Blog “Powłóczmy się” powstał z połączenia naszych dwóch pasji – włóczki oraz włóczenia się.
Pragniemy zachęcić Cię do rozpoczęcia wspólnej przygody z włóczką i drutami w rękach. Naszym celem jest przekonanie Cię, że włóczenie, jak zwykłyśmy mawiać na robienie na drutach, nie jest zajęciem tylko dla starszych pań. Pokazujemy, że każdy może odnaleźć w tym swoją pasję. Wystarczy odrobina determinacji i cierpliwości, aby w kilka chwil, czasem wieczorów czy dni, stworzyć coś unikalnego i wyróżniającego nas w tłumie: fantazyjną czapkę, wyjątkowy szal czy wywłóczony „na miarę” sweter, który będziemy nosić z dumą i satysfakcją. Nie jesteśmy jednak ekspertkami – naszą przygodę z włóczeniem zaczęłyśmy niedawno i wciąż pamiętamy, jakie trudności musiałyśmy przezwyciężyć na początku. Obie jesteśmy za to pasjonatkami, spędzającymi każdą wolną chwilę na robieniu na drutach i pruciu – na zmianę – kolejnych czapek, szalików, swetrów. Dzięki temu wciąż poznajemy tajniki tej sztuki, kolejne ściegi i wzory. Kreatywne spędzanie czasu jest tym, co we włóczeniu najlepsze i do tego właśnie chciałybyśmy zainspirować i Ciebie.

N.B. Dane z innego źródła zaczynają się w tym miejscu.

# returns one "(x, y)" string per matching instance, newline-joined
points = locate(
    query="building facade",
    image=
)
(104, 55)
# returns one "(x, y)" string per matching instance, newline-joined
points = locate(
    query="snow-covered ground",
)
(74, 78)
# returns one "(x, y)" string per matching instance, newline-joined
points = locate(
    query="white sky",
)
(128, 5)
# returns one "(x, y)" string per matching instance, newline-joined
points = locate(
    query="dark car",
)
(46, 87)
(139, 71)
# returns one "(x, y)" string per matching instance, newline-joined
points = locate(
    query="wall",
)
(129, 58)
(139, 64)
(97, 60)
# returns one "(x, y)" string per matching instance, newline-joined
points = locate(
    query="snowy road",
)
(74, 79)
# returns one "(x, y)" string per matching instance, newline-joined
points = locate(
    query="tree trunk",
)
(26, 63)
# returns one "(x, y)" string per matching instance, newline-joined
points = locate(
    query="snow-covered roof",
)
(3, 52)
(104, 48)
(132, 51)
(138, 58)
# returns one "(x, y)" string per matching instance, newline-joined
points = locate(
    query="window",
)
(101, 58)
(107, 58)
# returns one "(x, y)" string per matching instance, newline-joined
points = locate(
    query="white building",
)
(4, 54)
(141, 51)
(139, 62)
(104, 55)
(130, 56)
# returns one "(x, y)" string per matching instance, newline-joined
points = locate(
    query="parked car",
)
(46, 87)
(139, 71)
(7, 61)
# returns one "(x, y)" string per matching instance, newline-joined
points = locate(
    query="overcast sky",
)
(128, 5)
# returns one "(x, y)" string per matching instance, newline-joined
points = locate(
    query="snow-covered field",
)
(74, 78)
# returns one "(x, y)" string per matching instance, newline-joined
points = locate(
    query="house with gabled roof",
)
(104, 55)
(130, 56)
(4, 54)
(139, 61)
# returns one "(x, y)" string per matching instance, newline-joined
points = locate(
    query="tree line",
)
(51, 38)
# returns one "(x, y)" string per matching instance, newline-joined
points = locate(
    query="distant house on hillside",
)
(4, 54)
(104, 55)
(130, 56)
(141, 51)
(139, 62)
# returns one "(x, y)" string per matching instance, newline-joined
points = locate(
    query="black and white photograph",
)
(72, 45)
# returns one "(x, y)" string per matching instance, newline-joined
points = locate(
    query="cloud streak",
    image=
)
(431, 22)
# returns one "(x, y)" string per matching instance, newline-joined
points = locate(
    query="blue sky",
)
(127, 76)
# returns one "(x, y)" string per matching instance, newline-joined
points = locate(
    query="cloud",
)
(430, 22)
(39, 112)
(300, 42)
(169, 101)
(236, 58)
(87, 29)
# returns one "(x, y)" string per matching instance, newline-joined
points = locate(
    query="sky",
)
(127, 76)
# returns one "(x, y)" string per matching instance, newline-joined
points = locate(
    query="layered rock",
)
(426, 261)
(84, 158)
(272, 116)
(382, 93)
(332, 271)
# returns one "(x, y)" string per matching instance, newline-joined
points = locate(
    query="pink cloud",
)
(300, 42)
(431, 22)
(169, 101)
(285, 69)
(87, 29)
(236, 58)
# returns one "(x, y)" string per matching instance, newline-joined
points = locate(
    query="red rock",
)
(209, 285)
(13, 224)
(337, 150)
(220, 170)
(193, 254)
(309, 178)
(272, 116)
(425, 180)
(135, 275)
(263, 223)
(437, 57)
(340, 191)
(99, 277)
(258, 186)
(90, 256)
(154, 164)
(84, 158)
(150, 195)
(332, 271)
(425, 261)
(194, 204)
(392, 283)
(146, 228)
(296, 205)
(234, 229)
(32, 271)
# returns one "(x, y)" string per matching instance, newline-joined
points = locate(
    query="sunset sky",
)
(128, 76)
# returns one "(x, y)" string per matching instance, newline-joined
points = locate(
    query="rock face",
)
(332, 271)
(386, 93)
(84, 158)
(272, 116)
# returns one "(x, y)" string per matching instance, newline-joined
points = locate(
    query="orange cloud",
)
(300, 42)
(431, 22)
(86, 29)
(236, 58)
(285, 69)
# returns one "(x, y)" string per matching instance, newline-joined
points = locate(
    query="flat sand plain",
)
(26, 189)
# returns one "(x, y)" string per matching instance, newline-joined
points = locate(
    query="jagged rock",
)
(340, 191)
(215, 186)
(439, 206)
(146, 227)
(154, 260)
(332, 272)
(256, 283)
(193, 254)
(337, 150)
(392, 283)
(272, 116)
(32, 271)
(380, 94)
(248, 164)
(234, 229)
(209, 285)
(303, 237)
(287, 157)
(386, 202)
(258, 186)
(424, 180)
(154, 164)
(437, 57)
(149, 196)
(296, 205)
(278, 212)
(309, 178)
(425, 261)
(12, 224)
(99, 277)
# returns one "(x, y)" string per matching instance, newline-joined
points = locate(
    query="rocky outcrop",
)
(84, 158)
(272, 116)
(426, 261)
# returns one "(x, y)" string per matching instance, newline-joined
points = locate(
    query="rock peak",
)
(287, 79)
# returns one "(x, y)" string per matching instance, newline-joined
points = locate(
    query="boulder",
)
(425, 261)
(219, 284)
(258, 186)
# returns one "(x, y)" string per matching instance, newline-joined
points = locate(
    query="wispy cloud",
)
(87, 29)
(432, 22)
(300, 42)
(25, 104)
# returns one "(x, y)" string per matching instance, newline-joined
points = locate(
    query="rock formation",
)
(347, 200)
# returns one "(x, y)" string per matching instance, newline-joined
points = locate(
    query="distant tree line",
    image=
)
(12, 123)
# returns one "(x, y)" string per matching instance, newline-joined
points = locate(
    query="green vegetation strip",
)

Włóczymy się w różnym tego słowa znaczeniu. Oprócz robótek na drutach, opowiemy też o włóczeniu się po ulicach Trójmiasta i różnych – dalszych i bliższych – zakątkach świata, jak również o włóczeniu się po kuchni w poszukiwaniu ciekawych smaków, o włóczeniu się przez życie.
Chcesz powłóczyć się z nami?
O dwóch takich, co zaczęły włóczyć…
Iza
Umysł ścisły z artystyczną duszą, której lewa półkula jeszcze nie zdołała zagłuszyć. Grała więc już na pianinie, rysowała, malowała, śpiewała i tańczyła. Dużo liczy- ostatnio głównie całki i oczka na kolejne czapki, których jest wielką miłośniczką. Żyć nie umie bez ludzi, owocowej herbaty i nowych wyzwań. Medytuje z włóczką i drutami w ręku, które uczą cierpliwości oraz bycia tu i teraz. A gdy odkłada druty na bok włóczy się dalej z plecakiem, po górach i dolinach, lasach i pustyniach.
Misia
Niespokojna dusza, robi wiele rzeczy na raz, uprawia wielotorowe wędrówki myśli. Urodzona artystka, dużo rzeczy już zmalowała, niejeden wyczyn przed nią. Realizuje się tylko w tym, co ją pasjonuje, dlatego ima się włóczeniem wszelkiego typu. Efektywna w spełnianiu marzeń, właśnie wymyśla kolejne. Amatorka jazzu i dobrej muzyki w ogóle, dlatego nie zna prawie żadnych hitów czasów obecnych. W dziedzinie włóczenia lubuje się w szarej włóczce i hołduje prostym wzorom ściegów. Jak dorośnie, zostanie Makłowiczem. I dalej będzie włóczyć (się).